Then, when the model is considered satisfactory, he must solve (often with the help of a computer) the resulting equations in order to simulate the phenomenon in question. In this case, however, since the goal was purely ‘artistic’, the ultimate criterion was not the intricacies of the model or its accuracy with respect to certain results of the experiment; the criterion, here, was simply aesthetic. We didn’t really care what the equations said – the only thing that counted in the end was the form we were able to obtain. In a way, this raises questions that many people may ask themselves: when you observe certain natural structures – take, for example, the growth of a tree – you come across forms which obviously resemble optimal forms, or rather pieces of structures you sometimes find when you calculate the optimization of forms. It is then logical to assume that nature must somehow be ‘optimising’ something. But what, exactly? There are, in the end, few cases for which we can give a satisfactory answer to this question. The results we achieved within the framework of this exhibition necessarily lead us to the same sort of reflection: there is obviously some from of calculation for optimization at work here, but we do not really know which criterion has been optimised.


Architecture des Humeurs/_Matthieu Kavyrchine
Architecture des Humeurs/_Matthieu Kavyrchine
 
D.E.: How did you work with François Roche on a day-to-day basis?

F.J.:
Mathematics is often presented as a kind of solid, unshakable edifice constructed stone by stone and using a form of reasoning that is coherent and inflexible.
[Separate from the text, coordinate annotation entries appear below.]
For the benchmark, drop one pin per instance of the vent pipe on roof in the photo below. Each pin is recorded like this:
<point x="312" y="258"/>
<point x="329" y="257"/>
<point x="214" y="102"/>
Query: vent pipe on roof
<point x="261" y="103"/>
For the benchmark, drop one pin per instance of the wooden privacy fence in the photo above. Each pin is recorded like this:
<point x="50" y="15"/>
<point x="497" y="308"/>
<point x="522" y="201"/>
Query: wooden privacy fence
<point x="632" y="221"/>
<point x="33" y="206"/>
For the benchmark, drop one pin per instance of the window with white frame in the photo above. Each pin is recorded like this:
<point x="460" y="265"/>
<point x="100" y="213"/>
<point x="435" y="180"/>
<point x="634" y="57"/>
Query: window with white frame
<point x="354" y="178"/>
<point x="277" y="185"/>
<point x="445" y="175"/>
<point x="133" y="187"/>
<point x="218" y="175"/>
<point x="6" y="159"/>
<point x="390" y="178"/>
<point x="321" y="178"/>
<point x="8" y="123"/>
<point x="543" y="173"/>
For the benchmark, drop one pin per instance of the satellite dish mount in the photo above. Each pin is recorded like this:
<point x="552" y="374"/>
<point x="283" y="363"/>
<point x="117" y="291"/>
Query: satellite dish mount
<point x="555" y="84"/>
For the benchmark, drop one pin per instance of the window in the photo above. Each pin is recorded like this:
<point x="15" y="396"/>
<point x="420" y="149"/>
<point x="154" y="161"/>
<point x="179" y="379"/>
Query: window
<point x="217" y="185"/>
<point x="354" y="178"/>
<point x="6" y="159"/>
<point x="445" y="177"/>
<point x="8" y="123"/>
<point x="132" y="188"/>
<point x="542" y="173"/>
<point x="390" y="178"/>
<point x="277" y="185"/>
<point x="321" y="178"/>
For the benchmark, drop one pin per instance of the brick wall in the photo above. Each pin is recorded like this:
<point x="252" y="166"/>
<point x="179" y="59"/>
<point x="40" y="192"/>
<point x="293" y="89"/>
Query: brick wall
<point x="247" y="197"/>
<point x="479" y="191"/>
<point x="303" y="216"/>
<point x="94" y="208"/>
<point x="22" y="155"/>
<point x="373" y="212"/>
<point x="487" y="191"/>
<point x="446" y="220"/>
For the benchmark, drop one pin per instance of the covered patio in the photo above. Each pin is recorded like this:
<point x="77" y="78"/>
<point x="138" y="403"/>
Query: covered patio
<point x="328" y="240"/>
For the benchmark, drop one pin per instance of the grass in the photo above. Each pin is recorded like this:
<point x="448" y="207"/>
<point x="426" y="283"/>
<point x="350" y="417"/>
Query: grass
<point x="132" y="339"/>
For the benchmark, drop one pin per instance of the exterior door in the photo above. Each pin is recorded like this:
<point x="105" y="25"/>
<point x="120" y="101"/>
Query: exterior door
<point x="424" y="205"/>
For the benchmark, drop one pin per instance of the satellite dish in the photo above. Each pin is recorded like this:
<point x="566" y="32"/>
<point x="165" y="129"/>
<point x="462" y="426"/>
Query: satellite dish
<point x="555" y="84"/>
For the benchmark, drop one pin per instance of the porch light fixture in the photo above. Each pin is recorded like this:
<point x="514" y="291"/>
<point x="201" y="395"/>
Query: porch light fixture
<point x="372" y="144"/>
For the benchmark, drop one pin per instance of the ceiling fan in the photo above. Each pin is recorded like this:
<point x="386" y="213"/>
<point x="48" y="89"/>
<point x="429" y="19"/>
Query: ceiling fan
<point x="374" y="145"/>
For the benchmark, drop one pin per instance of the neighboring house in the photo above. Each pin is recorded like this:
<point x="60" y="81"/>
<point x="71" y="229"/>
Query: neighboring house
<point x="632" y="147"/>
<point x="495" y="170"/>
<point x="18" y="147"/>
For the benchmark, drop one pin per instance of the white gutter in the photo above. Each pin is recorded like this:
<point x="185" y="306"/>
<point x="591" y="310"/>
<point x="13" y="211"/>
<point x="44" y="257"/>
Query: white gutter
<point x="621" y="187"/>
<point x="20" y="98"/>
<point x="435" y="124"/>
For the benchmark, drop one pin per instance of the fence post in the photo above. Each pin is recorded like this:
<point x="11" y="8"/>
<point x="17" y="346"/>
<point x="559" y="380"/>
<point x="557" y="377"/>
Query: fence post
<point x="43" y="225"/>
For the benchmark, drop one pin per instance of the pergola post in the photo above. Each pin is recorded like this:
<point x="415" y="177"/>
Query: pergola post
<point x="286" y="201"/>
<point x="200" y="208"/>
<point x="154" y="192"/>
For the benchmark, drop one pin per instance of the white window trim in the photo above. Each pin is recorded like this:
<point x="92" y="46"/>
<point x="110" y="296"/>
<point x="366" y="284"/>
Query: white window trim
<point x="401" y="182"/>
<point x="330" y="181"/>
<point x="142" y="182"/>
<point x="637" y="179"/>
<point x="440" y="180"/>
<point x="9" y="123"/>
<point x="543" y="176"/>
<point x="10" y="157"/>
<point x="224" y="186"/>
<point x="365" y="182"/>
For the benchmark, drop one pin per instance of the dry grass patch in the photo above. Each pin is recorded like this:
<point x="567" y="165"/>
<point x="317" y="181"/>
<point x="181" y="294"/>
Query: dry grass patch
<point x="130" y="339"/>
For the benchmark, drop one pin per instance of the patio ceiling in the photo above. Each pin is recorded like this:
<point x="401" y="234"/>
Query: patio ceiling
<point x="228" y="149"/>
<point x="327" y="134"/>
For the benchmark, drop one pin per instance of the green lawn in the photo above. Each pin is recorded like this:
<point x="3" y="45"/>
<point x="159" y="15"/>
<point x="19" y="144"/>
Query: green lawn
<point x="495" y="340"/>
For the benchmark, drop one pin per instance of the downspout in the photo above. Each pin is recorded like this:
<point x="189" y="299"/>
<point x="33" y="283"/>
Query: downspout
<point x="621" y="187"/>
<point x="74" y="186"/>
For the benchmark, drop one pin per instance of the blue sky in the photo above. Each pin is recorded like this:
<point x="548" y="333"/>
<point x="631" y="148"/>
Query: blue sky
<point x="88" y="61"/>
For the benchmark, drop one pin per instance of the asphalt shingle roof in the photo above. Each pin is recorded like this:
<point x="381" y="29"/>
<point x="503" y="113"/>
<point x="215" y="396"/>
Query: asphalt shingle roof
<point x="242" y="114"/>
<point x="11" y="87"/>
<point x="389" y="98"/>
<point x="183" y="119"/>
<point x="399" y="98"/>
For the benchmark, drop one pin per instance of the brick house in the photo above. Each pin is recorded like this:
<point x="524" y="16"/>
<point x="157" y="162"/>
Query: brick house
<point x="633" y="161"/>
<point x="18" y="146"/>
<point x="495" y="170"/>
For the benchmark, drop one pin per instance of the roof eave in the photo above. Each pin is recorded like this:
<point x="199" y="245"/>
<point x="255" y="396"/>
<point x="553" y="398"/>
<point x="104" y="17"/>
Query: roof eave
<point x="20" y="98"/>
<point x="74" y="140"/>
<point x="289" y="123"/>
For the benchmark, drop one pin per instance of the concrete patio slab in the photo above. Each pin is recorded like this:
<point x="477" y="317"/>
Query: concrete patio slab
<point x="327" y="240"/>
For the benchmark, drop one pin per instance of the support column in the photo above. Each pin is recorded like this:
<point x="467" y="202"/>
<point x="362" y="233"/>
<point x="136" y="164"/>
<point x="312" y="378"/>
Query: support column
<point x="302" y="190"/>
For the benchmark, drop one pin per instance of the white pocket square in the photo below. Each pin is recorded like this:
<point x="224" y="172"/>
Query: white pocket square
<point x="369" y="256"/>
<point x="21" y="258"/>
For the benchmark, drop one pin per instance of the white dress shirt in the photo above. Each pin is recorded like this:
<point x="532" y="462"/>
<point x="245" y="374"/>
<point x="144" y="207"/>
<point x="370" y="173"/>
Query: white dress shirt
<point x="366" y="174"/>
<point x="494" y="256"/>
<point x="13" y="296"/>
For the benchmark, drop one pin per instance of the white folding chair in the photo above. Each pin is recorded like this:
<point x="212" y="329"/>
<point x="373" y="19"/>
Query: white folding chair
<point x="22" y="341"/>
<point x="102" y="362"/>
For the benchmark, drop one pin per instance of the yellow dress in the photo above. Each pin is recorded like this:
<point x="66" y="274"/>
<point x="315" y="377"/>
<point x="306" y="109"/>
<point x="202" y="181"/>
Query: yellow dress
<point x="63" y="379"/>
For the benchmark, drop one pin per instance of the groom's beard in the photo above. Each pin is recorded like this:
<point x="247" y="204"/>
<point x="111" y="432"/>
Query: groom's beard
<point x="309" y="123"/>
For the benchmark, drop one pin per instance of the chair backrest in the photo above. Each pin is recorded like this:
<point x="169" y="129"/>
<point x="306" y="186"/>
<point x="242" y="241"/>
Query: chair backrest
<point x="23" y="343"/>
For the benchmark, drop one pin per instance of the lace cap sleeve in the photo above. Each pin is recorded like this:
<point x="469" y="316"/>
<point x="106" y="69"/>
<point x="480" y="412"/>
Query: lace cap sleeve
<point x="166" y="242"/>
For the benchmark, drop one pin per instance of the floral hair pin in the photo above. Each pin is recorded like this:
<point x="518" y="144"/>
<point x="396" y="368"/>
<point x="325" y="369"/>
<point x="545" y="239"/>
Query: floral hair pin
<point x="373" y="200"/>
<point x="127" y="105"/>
This image of the discipline is especially widespread in secondary and even higher education. And it is true that a demonstrated theorem is accurate and remains so ‘forever’ – indeed, this is what separates mathematics from the other sciences, for a theory in physics, for example, is often called into question by a new, more modern, more complete theory. This monolithic vision of mathematics, however, is discouraging, not to mention false if one considers the history of the sciences. For the most part, results in science have been the fruit of much trial and error – we end up having a linear view of the process that does not reflect the actual stages of research. Even in our own modest approach, we constantly had to go back and forth, both of us attempting to figure out what the other wanted and was capable of.

D.E.: You recently gave a seminar on this project to your colleagues at Jussieu (University of Paris). How did they react?

F.J.:
This kind of subject is somewhat unusual in the field of mathematics, but people in general tend to be rather partial to applications that lie outside what is ordinarily done. They were more sceptical when I suggested we replace the Montparnasse Tower with the tower I presented to them on the screen.